In determining whether the exercise of such a discretion would be appropriate, the judge found that the starting point was a consideration of the purpose of the Code which is to protect a borrower’s dwelling, not commercial investments. She noted that while the defendant did not originally come within the terms of the Code, ICS applied the appropriate provisions once they became aware that the appellant had taken up residence in the property.
She also noted that while a lender is obliged to make all reasonable efforts to reach a solution, the absence of co-operation by a borrower including full financial disclosure means that it will generally not be possible to assess the reasonableness of any proposal made by either party. In relation to the appellant's proposal in respect of legal fees the judge held that it was not unreasonable for a commercial entity such as ICS to decline such a proposal.

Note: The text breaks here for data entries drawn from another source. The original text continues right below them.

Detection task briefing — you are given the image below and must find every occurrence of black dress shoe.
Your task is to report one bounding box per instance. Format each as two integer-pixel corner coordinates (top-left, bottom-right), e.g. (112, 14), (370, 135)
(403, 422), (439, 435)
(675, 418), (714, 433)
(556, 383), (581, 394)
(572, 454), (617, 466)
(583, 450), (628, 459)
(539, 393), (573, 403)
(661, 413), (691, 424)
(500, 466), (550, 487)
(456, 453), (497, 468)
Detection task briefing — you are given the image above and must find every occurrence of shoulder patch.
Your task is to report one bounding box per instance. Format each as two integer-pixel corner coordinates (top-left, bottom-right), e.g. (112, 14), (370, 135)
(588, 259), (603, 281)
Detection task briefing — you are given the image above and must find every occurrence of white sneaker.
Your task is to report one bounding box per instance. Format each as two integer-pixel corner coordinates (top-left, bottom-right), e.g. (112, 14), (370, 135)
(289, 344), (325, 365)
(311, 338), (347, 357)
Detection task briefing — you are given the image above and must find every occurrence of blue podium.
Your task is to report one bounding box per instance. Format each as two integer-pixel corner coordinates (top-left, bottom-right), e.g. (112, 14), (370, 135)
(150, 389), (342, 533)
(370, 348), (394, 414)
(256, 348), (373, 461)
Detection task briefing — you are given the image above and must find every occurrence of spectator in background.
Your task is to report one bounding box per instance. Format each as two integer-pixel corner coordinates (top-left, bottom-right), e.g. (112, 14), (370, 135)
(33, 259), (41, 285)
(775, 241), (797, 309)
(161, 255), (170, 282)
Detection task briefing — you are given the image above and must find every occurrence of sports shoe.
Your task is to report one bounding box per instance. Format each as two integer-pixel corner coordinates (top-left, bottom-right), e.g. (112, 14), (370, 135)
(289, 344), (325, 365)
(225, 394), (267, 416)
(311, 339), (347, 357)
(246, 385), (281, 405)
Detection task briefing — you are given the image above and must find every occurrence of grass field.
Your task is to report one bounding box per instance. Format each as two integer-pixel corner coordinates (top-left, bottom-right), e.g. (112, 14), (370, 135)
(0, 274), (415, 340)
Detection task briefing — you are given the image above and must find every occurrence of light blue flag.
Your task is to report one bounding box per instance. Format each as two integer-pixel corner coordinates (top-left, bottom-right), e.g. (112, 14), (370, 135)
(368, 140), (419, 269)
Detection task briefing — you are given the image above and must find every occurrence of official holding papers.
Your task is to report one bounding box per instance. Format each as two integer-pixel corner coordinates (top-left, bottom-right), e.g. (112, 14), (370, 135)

The judge rejected the argument that ICS was obliged in June 2012 to impose a 12-month moratorium on proceedings already initiated which had been lawfully and properly brought as to hold otherwise would be to facilitate abuses of the Code.
The judge was of the view that ICS had maintained contact with the borrower, the proceedings were not processed with undue haste and the appellant was culpable in repeatedly failing to give to ICS a full picture of his financial situation.
Accordingly the court refused to exercise its limited discretion in favour of the appellant.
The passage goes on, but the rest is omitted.